A regional firm’s expertise and business is confined to one or two regional hubs. The work is a mixture of domestic general practice and commercial work for locally-based companies and individual clients. If you want to serve individuals and smaller businesses such as start-ups and specialise in family or private-client law, regional firms may be for you. This could also be a good option if you’re content to stay on in the UK and insist on a good quality of life. Unlike a national firm, regional firms are unlikely to have a spread across the entire country, but they may have offices in selective international locations. Working somewhere of this nature makes it possible to be involved in international and high-profile domestic work while having the opportunity to live outside of London.
Within the last couple of decades, a number of international law firms have set up shop in London, either by expansion or via mergers. These are firms with multiple offices across all jurisdictions, and training with such a firm will give you a huge sense of how law works on a global scale. There's a lot of transnational work available if you work for one of these firms, with frequent travel being a significant highlight, as well as the chance to work for huge multi-national companies. You could even be in with the chance of going on international secondment to a different jurisdiction. You'll also get the opportunity to familiarise yourself with legal systems across the world. Knowledge of languages other than English is a definite advantage.
Doing a training contract at an international firm will give you exposure to a variety of different practice areas. From an early stage, you’ll be expected to be flexible, working with colleagues in different time zones and acclimatising to different cultures.
Niche boutique firms
These are firms that specialise in a few selected areas of practice, such as sports and media or IT and telecommunications law. Only people interested in the particular work areas in which these firms specialise should apply. Candidates with other-industry experience will usually find it easier here.
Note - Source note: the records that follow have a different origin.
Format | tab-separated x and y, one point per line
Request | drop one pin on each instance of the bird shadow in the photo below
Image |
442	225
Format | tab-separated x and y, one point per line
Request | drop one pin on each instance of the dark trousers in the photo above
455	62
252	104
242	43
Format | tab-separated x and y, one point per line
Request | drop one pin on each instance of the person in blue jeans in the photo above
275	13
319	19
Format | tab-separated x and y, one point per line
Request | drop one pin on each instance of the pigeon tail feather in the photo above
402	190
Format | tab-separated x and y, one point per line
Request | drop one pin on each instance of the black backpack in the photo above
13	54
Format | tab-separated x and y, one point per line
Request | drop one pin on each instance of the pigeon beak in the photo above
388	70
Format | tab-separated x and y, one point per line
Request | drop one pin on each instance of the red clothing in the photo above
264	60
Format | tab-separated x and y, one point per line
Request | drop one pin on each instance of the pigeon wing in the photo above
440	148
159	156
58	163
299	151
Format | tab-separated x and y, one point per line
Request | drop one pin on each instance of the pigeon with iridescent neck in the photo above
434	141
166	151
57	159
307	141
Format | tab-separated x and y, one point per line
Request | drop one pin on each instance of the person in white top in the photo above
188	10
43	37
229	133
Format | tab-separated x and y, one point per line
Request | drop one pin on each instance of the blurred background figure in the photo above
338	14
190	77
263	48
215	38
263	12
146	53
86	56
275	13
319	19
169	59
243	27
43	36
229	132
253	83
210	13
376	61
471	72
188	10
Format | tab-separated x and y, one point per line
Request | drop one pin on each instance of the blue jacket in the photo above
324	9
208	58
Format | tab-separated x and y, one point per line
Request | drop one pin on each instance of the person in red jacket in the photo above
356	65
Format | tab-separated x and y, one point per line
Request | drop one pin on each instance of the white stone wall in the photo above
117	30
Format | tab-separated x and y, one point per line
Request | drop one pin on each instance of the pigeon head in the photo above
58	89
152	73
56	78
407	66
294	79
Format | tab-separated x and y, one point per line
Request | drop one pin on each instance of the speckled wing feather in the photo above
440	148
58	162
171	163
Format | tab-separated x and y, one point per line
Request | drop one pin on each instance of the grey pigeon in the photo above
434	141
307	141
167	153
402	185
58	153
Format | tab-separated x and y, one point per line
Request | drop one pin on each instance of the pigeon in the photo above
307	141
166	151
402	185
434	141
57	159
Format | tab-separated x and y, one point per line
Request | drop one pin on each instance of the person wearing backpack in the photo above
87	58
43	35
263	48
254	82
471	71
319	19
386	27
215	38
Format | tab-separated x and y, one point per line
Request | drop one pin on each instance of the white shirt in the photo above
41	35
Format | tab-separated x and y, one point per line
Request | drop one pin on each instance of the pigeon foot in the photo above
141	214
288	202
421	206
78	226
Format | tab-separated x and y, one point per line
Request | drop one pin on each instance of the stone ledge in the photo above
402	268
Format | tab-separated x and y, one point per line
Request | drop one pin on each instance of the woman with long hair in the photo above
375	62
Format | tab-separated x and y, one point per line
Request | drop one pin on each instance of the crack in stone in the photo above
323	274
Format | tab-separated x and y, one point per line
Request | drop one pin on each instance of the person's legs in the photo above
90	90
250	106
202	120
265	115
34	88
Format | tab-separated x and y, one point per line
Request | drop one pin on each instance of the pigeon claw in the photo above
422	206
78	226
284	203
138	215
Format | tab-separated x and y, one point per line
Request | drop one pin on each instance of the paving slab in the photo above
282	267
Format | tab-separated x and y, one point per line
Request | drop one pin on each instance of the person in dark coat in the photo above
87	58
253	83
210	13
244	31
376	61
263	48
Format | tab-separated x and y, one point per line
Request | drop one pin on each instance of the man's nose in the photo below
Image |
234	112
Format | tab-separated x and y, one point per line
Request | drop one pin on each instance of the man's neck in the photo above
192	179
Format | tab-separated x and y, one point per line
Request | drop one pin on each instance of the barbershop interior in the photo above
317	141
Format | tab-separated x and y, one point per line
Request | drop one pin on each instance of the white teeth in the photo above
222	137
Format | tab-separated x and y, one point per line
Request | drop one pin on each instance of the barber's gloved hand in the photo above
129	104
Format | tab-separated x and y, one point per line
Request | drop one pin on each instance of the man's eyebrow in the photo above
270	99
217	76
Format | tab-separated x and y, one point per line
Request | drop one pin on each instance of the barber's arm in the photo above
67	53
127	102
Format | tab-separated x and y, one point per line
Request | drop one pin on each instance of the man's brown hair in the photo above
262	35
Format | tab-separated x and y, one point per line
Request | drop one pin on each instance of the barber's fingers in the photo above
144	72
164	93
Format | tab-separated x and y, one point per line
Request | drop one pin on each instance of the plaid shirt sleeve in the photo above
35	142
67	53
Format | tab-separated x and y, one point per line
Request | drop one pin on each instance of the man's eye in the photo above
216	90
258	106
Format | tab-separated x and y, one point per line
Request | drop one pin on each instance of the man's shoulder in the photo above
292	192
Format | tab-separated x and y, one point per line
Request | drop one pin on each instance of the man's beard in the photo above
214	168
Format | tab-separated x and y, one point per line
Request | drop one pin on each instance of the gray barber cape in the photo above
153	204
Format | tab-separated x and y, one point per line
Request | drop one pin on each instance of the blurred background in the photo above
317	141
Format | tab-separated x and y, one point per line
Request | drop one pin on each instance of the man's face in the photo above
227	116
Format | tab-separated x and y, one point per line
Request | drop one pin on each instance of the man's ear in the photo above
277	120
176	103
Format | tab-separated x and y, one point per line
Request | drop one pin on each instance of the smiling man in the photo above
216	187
In-house legal departments
The work you do in an in-house legal department will be in line with the company’s day-to-day business. For example, if you were to work at a financial institution such as Barclays Capital, you can expect to do more work in areas such as finance, corporate and tax than real estate and IP. Also, you would be part of a small legal team within a large organisation, rather than simply being one of a few hundred lawyers in a large law firm.
Not many training contracts will be available in the in-house legal departments of large companies; it’s more likely that you can find a work placement here as part of your training contract with the City law firms.
This is more of an avenue for solicitors who’ve gathered some experience at law firms and now wish to concentrate on areas specific to the companies’ interests. The quality of work-life balance and good income prospects are the two major factors in deciding to work as an in-house lawyer.
These are local firms, usually operating out of a single office, and the practice is normally a mix of family, criminal, private client and taxation law. The salaries are less generous than other kinds of firms, but trainees will be able to gather expertise and contacts much quicker. The working hours are normally much shorter than would be expected at one of the bigger firms.
A few training contracts are available each year in this sector, typically with local legal councils, the Government Legal Service and other public bodies such as the Crown Prosecution Service.